Those are probably birds that still winter on the Louisiana Gulf Coast. The flocks down near the gulf are all blues. I have shot hundreds in one day and all were blues. You might see one snow out of every thousand. Apparently it has always been that way. If you read early waterfowling books by EA Mceilhenny and others they speak of vast flocks of blues near the turn of the century. Further north in the state, the flocks are mixed about half and half. Kinda funny, when we hunt in Ark. everyone tends to pick the blues out and shoot for them. When we hunt the blues, everyone will often shoot at the same snow (if there is one in the flock)


----------



## Quackkills9 (Oct 25, 2004)

> Ive seen flocks of blues before, nothing too uncommon.


yeah okay you live where the snows and blues migrate through and I dont see any around here and its not common for me to see snows or blues..

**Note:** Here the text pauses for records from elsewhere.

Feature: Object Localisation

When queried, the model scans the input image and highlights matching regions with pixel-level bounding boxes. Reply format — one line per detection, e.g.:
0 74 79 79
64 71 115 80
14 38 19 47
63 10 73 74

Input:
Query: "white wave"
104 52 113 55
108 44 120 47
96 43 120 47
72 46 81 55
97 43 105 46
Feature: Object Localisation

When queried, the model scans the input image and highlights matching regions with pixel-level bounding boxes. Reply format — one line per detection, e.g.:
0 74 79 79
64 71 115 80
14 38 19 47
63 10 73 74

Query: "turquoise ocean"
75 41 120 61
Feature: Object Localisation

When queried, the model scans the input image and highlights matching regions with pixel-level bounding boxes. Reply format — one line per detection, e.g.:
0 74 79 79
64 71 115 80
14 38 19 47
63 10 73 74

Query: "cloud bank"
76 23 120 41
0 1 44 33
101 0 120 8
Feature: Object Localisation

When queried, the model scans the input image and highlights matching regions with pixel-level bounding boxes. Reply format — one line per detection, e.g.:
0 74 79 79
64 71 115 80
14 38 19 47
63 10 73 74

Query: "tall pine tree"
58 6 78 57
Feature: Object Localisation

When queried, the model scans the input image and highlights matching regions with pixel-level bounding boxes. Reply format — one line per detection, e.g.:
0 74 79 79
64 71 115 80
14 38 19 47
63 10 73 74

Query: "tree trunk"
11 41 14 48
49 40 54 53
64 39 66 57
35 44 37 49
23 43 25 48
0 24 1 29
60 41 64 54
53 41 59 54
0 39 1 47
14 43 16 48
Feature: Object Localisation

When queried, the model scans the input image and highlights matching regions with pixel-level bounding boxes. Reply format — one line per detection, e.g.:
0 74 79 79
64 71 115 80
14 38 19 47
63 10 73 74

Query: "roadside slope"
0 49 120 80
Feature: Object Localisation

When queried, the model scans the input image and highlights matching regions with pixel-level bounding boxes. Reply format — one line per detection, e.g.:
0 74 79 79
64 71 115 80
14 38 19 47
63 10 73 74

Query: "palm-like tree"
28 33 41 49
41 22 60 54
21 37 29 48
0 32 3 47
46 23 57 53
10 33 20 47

snowhunter- youre right its cool to see them, even though I dont think I've seen em before, just a couple hundred snows each year. Hope you down a few blues this fall. good luck!


----------



## mallardhunter (May 15, 2004)

Sorry, didn't try to make anyone mad. I like shooting blues way more then snows because they don't look the same, like snows do.


----------



## Snow Hunter (Nov 16, 2004)

Thats cool, I over reacted anyway. I too try to shoot the blues first and then the snows out of a flock. I love the great varity of color patterns in the blue phase. I am have a blue mounted right now, I shot it this spring in SD. It is the blue I am holding in the picture.


----------



## weatherly (Sep 4, 2004)

I love hunting snows and blues, but if i get the chance to shoot at a flock that is mixed I almost always try to take the blues. They are a very unique bird and quite commonly very hard to find two that look the same. A very nice bird to add to that special wall in the house.


----------



## GooseBuster3 (Mar 1, 2002)

Snow Hunter said:


> Thats cool, I over reacted anyway. I too try to shoot the blues first and then the snows out of a flock. I love the great varity of color patterns in the blue phase. I am have a blue mounted right now, I shot it this spring in SD. It is the blue I am holding in the picture.


I just shoot what ever is in range....you must have a fetish for blue phase snow geese....  :lol: :lol: :lol: :lol: :lol:


----------



## DJRooster (Nov 4, 2002)

Must not be much around because it sure is quiet on the snow goose forum.


----------



## Madison (Mar 1, 2002)

There are few lost flocks flying around. and then some intermixed with honker feeds...

Deltaboy took out some Delta guys this morning and managed to get a few snows and Eagle heads..

Pretty cool..


----------